Chemicals to Avoid During Pregnancy: Pesticides and Herbicides

Reader Contribution by Jessica Kellner

The next on my list of most important chemicals to avoid during pregnancy is fairly broad, but increasing evidence shows the importance of reducing our fetuses’ exposure to this group of chemicals: pesticides and herbicides.

What Are Pesticides and Herbicides?

Most of us are exposed to a wide range of pesticides and herbicides daily. Pesticide residue lingers on non-organic fruits and vegetables, agricultural runoff leaves at least low levels of pesticides in many municipalities’ water supply, and we can be exposed to pesticides and herbicides in our yards if we use chemical insect- or weed-control.

Pesticides can have multiple dangerous effects on fetuses, especially in the developmental stages, when human babies are little bigger than insects themselves. A recently released study found that common levels of exposure to pesticides may have effects on developing fetuses similar to those associated with smoking — earlier birth and lower birth rates. As the Huffington Post reports: “Lanphear and his team calculated an average 150-gram reduction in baby birthweight (about one-third of a pound) and a half-a-week earlier welcome into the world when they compared the 15 percent of the women in the study with the highest exposure to the 15 percent studied who had the lowest exposure to organophosphate pesticides, as estimated from chemical byproducts in their urine. The high exposure women had 10 times the level of pesticide in their bodies as those in the low exposure group.”

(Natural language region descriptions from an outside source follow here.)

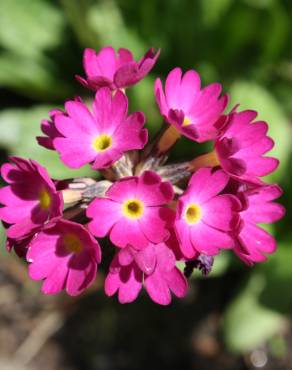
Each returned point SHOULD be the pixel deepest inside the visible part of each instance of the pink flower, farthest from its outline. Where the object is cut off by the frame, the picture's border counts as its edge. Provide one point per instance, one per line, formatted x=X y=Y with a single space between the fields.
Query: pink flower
x=241 y=147
x=115 y=71
x=30 y=199
x=132 y=212
x=155 y=265
x=66 y=256
x=100 y=137
x=253 y=242
x=193 y=111
x=204 y=218
x=49 y=129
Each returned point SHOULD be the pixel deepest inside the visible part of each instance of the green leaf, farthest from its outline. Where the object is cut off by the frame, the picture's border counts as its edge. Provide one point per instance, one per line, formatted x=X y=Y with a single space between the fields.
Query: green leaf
x=213 y=10
x=19 y=129
x=253 y=96
x=29 y=26
x=277 y=293
x=247 y=324
x=106 y=19
x=32 y=77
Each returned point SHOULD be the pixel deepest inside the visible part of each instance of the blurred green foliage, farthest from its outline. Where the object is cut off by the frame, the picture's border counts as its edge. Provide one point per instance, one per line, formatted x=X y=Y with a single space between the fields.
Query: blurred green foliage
x=244 y=44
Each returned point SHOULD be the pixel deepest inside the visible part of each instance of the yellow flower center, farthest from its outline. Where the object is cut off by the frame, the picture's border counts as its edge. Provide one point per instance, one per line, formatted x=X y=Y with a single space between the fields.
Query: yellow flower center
x=133 y=209
x=72 y=243
x=193 y=214
x=45 y=199
x=102 y=142
x=186 y=121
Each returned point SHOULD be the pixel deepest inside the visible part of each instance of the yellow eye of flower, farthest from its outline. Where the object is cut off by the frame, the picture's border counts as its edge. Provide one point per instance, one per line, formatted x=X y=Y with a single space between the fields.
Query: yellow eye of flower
x=102 y=142
x=193 y=214
x=133 y=209
x=45 y=199
x=186 y=121
x=72 y=243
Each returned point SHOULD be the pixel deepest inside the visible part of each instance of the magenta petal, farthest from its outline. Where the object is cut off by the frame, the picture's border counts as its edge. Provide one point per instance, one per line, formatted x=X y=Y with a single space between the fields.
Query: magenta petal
x=160 y=97
x=205 y=184
x=208 y=240
x=157 y=288
x=128 y=283
x=156 y=222
x=172 y=88
x=105 y=213
x=128 y=232
x=146 y=259
x=183 y=235
x=126 y=256
x=215 y=216
x=177 y=282
x=153 y=191
x=75 y=152
x=123 y=190
x=56 y=281
x=81 y=275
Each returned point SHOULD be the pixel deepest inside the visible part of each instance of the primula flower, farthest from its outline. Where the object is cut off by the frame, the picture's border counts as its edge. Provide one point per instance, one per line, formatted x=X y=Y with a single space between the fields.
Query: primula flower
x=30 y=199
x=66 y=256
x=155 y=265
x=100 y=137
x=241 y=147
x=132 y=212
x=115 y=71
x=193 y=111
x=204 y=218
x=253 y=242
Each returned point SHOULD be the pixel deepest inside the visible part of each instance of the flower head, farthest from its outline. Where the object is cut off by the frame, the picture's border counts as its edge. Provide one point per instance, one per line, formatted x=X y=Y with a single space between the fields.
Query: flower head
x=100 y=137
x=30 y=199
x=201 y=224
x=253 y=242
x=133 y=211
x=155 y=265
x=115 y=71
x=241 y=147
x=193 y=111
x=65 y=256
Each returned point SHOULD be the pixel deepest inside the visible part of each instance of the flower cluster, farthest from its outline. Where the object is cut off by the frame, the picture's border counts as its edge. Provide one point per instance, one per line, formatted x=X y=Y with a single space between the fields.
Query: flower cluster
x=154 y=213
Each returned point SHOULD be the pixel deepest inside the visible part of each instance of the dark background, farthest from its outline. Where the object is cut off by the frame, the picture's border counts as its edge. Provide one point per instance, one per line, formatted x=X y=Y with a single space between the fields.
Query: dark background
x=239 y=317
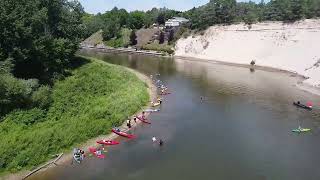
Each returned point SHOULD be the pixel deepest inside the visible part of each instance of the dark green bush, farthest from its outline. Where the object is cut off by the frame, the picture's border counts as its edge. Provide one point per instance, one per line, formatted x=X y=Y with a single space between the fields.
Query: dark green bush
x=42 y=97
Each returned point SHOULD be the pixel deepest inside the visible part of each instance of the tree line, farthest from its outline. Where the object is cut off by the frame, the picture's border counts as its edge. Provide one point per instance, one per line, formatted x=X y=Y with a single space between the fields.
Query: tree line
x=38 y=40
x=231 y=11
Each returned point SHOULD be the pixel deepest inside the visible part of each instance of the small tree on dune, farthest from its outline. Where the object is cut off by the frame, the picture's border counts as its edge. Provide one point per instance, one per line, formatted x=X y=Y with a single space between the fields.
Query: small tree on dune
x=133 y=38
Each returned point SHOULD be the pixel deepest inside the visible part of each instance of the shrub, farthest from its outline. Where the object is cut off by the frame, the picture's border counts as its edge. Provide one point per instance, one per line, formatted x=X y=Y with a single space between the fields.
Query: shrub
x=42 y=97
x=28 y=117
x=159 y=47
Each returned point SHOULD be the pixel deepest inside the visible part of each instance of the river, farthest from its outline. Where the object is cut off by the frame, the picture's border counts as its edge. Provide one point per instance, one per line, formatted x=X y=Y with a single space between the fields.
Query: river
x=242 y=129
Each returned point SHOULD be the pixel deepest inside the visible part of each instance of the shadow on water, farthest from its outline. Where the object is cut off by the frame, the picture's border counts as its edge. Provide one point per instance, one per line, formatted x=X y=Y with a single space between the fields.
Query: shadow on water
x=242 y=129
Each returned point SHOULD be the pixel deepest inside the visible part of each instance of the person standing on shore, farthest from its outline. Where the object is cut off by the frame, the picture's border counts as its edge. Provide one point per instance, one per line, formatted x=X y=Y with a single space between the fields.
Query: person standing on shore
x=129 y=123
x=161 y=142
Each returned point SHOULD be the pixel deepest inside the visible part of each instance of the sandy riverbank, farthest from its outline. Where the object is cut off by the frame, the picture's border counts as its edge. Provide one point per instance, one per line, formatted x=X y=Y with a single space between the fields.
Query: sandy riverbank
x=290 y=47
x=67 y=157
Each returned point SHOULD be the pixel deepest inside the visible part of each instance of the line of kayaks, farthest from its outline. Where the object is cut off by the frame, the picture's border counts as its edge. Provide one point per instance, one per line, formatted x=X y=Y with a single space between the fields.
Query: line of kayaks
x=143 y=120
x=78 y=155
x=302 y=106
x=299 y=129
x=123 y=134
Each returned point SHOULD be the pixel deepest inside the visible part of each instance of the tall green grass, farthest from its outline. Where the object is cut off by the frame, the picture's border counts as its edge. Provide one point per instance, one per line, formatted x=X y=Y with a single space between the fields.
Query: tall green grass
x=86 y=104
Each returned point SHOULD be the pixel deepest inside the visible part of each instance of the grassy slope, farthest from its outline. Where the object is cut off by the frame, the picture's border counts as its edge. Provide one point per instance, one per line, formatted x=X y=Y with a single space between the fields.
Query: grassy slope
x=123 y=41
x=96 y=97
x=94 y=39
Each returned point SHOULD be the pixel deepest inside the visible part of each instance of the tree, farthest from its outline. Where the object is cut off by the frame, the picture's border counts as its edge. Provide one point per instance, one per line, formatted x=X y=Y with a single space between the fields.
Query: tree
x=298 y=9
x=133 y=38
x=161 y=38
x=161 y=19
x=171 y=36
x=136 y=20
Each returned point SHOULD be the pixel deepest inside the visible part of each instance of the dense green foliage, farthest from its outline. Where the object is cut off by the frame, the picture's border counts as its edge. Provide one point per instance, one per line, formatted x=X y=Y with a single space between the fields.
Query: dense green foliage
x=88 y=103
x=38 y=39
x=122 y=40
x=111 y=22
x=230 y=11
x=159 y=48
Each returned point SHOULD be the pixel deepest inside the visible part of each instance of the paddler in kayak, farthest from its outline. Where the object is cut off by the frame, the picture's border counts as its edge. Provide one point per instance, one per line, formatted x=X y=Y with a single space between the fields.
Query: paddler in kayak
x=143 y=116
x=135 y=119
x=154 y=139
x=161 y=142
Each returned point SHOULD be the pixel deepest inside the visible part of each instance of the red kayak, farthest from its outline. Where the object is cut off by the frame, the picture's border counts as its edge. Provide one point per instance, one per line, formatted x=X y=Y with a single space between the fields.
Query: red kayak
x=143 y=120
x=123 y=134
x=97 y=153
x=164 y=94
x=108 y=142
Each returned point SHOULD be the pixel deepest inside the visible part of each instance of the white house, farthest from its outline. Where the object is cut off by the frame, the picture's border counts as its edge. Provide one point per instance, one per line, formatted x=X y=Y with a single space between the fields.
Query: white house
x=176 y=21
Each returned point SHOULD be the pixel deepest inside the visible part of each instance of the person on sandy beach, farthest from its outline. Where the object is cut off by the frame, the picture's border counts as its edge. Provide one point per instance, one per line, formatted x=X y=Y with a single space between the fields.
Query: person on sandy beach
x=129 y=123
x=143 y=116
x=154 y=139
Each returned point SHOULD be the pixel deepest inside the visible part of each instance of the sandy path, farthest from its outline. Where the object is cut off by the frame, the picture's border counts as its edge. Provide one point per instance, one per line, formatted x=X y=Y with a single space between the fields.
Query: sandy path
x=66 y=158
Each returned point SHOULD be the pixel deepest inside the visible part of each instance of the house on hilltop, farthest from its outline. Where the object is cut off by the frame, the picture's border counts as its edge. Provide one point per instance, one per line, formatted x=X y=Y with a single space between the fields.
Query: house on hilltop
x=176 y=22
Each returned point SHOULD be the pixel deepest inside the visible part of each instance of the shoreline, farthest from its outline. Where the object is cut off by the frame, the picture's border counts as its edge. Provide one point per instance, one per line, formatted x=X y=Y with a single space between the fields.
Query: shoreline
x=66 y=157
x=300 y=78
x=125 y=50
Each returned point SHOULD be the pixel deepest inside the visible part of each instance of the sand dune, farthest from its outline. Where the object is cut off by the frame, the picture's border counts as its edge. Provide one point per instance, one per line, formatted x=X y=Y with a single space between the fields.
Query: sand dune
x=294 y=47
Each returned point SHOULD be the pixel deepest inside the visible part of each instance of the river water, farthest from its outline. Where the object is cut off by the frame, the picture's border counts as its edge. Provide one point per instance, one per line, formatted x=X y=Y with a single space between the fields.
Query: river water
x=242 y=130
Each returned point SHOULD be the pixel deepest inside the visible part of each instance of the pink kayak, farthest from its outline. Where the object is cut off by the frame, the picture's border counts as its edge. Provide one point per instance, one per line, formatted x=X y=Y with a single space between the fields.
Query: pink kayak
x=108 y=142
x=164 y=94
x=96 y=153
x=143 y=120
x=123 y=134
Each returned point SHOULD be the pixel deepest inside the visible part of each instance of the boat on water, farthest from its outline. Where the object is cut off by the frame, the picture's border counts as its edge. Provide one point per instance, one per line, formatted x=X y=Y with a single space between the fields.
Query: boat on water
x=152 y=110
x=97 y=153
x=301 y=130
x=108 y=142
x=143 y=120
x=77 y=155
x=298 y=104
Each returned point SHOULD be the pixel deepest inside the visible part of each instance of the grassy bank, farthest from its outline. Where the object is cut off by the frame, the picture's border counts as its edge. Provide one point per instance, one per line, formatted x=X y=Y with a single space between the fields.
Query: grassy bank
x=86 y=104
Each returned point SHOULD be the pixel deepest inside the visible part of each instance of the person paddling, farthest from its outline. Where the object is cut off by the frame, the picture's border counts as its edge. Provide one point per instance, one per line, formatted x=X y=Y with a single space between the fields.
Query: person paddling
x=154 y=139
x=161 y=142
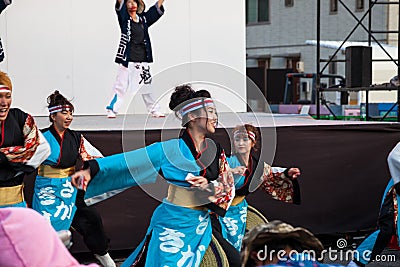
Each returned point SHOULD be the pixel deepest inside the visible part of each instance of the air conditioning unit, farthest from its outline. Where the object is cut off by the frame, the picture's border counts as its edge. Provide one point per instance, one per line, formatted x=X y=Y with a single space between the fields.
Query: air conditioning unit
x=300 y=66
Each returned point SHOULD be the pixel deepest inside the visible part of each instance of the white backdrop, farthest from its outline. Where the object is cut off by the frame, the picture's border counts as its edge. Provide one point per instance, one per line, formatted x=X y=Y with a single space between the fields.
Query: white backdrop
x=70 y=45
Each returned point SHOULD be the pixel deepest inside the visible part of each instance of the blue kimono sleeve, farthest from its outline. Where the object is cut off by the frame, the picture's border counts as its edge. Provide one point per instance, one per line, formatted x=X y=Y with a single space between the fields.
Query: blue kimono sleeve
x=125 y=170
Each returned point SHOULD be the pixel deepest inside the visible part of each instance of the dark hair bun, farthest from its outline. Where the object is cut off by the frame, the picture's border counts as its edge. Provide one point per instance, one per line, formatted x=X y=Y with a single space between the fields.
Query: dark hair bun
x=202 y=93
x=181 y=94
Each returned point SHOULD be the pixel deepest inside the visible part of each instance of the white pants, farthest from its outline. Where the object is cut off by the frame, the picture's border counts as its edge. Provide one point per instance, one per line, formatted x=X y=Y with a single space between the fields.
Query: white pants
x=130 y=80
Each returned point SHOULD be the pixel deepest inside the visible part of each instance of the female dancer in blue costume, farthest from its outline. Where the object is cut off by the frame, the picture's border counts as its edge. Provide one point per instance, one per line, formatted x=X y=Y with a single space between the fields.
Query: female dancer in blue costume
x=280 y=183
x=54 y=196
x=22 y=147
x=388 y=221
x=197 y=171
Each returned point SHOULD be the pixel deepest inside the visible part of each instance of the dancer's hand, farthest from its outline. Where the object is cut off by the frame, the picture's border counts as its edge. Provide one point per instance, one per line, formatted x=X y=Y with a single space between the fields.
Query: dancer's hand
x=294 y=172
x=238 y=170
x=197 y=181
x=80 y=179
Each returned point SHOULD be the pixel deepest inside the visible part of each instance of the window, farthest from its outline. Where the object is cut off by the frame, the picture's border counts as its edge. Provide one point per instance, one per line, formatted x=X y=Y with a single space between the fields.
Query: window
x=257 y=11
x=332 y=68
x=289 y=3
x=359 y=5
x=333 y=6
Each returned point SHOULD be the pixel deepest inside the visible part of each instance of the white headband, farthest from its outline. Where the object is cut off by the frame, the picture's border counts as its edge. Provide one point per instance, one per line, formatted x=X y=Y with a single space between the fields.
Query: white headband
x=250 y=134
x=196 y=105
x=4 y=88
x=59 y=108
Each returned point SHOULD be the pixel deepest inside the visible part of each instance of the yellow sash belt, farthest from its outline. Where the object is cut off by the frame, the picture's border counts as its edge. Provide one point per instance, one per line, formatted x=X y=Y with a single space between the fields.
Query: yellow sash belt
x=51 y=172
x=181 y=196
x=237 y=200
x=11 y=195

In another recent article, published on Truthout, writer Brian Moench points out that nearly all of us have some level of pesticides in our bodies, quoting a disturbing recent study that showed that every human tested had the world’s most popular pesticide, Roundup, detectable in their urine at concentrations between five and 20 times the level considered safe for drinking water. He then draws parallels between research finding that pesticide exposure — designed to disrupt insects’ nervous systems — and rising autism rates — a complex disorder of the central nervous system.